BENCHMARKING max4 vs max5 etc.

Kessito's icon

Hi All,

To finally get clear what exactly is the difference in audio performance max4 vs max5, I made a patch which tests the cpu usage with 4 different very common audio calculations: biquads, divide, multiply and add. it tests the audio performance with the non-realtime driver so in this way you don't get differences caused by drivers. Also there is no graphical stuff going on so we're just testing pure audio performance.

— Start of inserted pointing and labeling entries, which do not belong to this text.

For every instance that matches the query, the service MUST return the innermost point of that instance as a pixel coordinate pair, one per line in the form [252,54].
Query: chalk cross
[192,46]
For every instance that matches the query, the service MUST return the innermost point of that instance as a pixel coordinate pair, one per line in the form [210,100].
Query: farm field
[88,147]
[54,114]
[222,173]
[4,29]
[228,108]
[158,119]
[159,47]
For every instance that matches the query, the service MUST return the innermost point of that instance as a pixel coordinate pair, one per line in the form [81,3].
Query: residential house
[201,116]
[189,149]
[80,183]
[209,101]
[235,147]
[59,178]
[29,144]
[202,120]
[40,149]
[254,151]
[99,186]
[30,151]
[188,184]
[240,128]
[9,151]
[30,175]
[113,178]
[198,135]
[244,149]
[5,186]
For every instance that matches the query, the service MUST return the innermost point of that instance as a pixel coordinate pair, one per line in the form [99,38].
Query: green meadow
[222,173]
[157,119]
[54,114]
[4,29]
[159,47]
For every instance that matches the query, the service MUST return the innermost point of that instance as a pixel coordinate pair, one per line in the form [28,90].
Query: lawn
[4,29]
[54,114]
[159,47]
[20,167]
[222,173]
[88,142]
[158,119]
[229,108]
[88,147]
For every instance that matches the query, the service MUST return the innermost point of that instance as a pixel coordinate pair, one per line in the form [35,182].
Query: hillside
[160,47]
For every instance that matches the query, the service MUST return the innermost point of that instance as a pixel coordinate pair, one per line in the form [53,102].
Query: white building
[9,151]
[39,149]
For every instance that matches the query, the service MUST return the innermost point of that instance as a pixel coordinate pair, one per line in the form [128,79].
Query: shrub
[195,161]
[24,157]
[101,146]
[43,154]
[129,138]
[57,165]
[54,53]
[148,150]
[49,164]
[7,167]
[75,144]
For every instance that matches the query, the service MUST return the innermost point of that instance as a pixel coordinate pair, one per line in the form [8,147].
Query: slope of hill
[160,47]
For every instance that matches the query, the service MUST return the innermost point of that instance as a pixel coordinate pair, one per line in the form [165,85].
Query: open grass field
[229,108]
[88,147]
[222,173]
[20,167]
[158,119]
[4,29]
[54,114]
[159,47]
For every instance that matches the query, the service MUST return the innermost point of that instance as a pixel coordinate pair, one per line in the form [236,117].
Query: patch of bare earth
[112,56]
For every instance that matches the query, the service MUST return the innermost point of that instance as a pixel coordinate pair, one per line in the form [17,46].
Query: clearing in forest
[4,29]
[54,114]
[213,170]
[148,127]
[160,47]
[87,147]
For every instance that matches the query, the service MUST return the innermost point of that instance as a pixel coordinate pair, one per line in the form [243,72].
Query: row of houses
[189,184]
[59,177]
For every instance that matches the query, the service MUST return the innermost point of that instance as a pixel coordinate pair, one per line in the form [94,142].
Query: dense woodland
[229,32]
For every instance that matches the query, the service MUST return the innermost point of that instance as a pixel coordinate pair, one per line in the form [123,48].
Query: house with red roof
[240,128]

I would like as much people as possible to do this test on their machines and report the results and their machine description. my results are:

MAX 4:
500 biquads :55%
1000 multiplies: 49%
5000 divisions: 61%
5000 adds: 58%

MAX 5:
500 biquads :68%
1000 multiplies: 63%
5000 divisions: 62%
5000 adds: 62%

Machine :Pentium 4, 2,4Ghz, 1Gb Ram, WinXPPro SP2

I hope that in this way we can help the devs to get insight in what is going on, so that they can fix this strange difference between max4 and 5

cheers,
Kessito

[deleted patch as text - it's attached below]

Kessito's icon

I'm sorry, didnt realize that it would be so much text, here is the patcher file

Kessito's icon

A little more info: it could be that you have to press start test twice, the test takes 5 seconds/test.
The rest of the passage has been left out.